Du bronze à l’or olympique, une panoplie d’émotions pour Christine Girard

« Il est vraiment facile de se perdre dans les “et si…”, mais je n’ai jamais été ce genre de fille, alors j’essaie de ne pas trop y penser. »

Dans une autre réalité, Christine Girard était la première médaillée du Canada à Beijing 2008. Au lieu d’une première semaine sans médaille à ces Jeux, les Canadiens auraient célébré une médaille de bronze au jour 4.

Une seconde médaille, l’or quatre ans plus tard à Londres 2012, aurait fait d’elle une héroïne nationale en devenant l’une des deux championnes olympiques du Canada couronnées aux Jeux et l’haltérophile la plus décorée de l’histoire du pays.

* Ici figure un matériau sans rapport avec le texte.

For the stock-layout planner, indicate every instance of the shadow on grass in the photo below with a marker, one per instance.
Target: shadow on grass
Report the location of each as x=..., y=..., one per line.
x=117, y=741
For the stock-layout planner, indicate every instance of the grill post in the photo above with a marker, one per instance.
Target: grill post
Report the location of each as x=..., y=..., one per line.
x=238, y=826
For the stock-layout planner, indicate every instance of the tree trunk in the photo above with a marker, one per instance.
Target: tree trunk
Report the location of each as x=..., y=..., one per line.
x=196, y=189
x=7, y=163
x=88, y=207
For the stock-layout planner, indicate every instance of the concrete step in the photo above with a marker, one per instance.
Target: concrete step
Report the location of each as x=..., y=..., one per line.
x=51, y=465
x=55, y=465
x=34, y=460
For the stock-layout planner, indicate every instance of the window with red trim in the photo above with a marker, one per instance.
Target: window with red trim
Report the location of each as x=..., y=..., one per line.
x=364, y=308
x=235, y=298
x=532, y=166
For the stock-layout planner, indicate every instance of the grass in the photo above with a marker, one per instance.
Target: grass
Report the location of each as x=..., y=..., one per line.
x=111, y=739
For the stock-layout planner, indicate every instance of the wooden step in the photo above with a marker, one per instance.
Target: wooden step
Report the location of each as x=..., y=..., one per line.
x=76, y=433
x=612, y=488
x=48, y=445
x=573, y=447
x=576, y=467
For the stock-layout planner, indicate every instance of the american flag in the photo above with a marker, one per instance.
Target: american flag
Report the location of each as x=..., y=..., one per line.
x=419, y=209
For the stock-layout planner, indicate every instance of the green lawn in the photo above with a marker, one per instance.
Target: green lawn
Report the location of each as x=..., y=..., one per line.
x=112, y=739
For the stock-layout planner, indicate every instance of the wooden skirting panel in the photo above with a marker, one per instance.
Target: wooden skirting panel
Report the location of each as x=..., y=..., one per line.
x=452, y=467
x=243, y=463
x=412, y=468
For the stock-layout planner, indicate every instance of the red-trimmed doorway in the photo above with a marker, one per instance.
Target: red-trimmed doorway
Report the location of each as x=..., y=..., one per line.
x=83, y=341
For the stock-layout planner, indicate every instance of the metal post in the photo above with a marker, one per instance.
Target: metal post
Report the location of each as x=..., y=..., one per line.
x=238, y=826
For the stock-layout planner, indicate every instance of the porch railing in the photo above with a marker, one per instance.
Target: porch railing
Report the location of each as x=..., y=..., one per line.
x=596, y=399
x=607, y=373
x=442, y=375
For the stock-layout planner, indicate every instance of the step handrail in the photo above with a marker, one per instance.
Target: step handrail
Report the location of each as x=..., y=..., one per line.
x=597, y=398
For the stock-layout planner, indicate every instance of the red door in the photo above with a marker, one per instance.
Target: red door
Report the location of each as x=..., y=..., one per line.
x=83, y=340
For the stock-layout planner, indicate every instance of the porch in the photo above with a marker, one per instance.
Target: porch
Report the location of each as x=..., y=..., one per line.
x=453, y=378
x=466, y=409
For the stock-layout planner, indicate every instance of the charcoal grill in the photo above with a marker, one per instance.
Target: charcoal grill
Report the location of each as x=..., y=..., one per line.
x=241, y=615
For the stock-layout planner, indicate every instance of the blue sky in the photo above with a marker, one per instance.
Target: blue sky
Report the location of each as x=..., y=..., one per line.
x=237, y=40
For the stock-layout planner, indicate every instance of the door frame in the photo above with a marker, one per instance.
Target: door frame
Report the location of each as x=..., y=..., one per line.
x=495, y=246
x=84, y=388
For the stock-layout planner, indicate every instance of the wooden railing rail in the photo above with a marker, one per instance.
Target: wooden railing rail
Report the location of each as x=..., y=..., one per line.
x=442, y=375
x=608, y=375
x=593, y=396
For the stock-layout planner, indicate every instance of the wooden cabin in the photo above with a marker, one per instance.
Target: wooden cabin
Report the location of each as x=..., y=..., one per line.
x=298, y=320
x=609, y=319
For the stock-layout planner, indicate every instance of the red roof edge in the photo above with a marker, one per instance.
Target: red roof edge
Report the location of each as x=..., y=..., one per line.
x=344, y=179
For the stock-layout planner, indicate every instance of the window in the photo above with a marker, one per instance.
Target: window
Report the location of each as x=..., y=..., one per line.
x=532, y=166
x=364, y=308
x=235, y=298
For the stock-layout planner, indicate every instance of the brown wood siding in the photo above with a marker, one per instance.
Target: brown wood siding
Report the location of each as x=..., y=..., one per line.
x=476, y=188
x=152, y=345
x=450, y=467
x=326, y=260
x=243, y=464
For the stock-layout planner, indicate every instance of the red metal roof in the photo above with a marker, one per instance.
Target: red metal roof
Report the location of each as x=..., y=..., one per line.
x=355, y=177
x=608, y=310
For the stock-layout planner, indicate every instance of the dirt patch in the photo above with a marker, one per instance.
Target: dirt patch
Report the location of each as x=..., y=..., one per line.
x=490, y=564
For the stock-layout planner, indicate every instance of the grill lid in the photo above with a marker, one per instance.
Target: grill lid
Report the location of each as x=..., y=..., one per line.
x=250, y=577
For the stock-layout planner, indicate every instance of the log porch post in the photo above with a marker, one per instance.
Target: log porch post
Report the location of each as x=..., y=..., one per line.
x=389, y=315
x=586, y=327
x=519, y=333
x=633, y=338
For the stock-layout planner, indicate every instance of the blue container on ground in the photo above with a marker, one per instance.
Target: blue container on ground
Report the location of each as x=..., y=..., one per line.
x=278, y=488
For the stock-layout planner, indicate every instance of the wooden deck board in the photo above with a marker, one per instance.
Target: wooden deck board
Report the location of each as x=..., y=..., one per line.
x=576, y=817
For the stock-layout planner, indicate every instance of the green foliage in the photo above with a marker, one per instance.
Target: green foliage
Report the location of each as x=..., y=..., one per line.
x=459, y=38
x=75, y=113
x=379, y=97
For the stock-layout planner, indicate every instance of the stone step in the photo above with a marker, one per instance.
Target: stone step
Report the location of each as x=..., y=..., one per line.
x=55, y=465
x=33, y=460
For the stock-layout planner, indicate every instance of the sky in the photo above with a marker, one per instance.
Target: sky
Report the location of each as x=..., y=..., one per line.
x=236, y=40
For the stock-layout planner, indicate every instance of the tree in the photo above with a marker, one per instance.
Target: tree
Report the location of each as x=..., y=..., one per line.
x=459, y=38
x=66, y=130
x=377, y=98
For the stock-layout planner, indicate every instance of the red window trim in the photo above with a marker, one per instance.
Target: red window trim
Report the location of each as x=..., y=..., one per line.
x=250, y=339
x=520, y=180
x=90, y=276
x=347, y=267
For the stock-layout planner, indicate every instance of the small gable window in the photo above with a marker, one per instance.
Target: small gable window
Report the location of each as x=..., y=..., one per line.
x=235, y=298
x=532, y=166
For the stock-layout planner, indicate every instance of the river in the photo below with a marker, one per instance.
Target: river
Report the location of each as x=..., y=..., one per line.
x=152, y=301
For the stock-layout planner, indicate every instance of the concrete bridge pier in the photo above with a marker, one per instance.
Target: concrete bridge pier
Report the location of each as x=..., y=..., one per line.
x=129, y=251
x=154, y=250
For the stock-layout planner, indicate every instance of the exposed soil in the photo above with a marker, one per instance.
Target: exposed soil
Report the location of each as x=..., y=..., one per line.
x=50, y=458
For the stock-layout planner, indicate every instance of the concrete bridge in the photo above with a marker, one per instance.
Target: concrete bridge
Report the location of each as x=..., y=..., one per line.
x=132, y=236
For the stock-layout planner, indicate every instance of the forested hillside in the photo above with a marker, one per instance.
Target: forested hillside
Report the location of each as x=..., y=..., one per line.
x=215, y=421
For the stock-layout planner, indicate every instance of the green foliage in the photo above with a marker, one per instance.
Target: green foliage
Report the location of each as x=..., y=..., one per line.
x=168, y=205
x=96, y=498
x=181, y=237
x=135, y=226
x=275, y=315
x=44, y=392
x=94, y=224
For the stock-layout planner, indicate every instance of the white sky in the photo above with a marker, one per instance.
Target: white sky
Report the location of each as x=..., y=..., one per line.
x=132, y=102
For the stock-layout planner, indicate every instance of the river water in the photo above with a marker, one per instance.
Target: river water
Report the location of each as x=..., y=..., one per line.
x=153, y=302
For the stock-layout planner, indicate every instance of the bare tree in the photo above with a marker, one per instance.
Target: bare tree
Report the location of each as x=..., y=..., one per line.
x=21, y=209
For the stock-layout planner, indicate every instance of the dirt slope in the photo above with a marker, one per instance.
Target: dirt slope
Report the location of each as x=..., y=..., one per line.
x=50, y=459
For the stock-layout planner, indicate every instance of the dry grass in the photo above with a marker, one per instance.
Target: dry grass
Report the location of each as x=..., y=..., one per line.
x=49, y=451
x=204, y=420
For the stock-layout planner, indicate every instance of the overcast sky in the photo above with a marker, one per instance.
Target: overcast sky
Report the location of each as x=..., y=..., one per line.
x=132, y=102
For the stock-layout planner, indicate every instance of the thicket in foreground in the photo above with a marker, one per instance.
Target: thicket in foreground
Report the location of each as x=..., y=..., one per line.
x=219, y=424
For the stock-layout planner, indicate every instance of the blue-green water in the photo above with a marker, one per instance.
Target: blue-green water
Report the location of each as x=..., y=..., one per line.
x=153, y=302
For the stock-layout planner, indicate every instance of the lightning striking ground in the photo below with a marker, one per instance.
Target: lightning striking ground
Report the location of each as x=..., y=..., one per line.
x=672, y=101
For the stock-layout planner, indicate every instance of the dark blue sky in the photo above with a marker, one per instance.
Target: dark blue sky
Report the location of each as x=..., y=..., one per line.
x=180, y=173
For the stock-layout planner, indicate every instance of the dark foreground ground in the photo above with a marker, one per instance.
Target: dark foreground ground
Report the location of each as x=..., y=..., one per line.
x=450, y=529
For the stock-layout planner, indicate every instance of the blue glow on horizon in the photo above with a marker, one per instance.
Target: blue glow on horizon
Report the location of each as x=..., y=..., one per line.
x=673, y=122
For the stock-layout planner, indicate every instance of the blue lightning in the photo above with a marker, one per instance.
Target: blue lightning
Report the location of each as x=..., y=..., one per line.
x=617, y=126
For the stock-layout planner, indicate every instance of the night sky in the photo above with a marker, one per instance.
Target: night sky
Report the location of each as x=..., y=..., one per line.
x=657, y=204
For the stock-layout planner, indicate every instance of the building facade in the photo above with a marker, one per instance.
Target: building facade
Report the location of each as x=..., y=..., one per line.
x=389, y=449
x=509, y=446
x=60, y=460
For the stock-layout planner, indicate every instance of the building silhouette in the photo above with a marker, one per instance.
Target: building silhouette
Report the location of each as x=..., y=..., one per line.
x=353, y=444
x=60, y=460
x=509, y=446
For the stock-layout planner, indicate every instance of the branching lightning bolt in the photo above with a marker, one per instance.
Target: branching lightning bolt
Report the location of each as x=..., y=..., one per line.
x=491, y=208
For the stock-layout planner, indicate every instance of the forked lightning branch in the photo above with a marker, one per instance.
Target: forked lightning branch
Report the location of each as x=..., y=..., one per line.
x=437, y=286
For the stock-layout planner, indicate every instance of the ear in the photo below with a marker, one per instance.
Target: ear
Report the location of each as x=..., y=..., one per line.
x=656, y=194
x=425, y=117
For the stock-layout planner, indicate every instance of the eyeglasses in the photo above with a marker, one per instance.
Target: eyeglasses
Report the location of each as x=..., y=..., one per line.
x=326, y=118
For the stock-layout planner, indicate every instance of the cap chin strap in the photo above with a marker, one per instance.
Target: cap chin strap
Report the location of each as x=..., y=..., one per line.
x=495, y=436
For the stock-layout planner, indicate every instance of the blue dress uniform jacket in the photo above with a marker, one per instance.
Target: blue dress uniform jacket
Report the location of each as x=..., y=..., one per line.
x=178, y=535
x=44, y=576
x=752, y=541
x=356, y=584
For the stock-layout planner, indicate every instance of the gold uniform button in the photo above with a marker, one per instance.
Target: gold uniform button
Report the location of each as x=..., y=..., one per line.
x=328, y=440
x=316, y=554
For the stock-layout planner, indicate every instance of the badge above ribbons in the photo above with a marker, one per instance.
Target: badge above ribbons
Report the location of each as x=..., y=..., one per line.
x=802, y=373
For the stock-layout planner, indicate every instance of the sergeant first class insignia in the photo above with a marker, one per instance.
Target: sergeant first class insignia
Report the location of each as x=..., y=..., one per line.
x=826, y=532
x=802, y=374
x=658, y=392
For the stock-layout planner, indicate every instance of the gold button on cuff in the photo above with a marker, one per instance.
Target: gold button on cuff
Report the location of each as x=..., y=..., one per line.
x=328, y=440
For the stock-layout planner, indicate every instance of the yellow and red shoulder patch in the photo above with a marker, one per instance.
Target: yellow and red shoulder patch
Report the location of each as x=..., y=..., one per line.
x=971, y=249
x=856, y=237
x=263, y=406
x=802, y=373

Christine Girard du Canada lors de la compétition des moins de 63 kg aux Jeux olympiques de Londres, le 31 juillet 2012. (AP Photo/Mike Groll)

Mais ce n’est pas sa réalité.

Elle a plutôt vécu une panoplie d’émotions au cours des dernières années – la fébrilité et la frustration, le bonheur et l’amertume — en apprenant qu’elle aurait pu goûter, deux fois plutôt qu’une, à la gloire d’être une médaillée olympique.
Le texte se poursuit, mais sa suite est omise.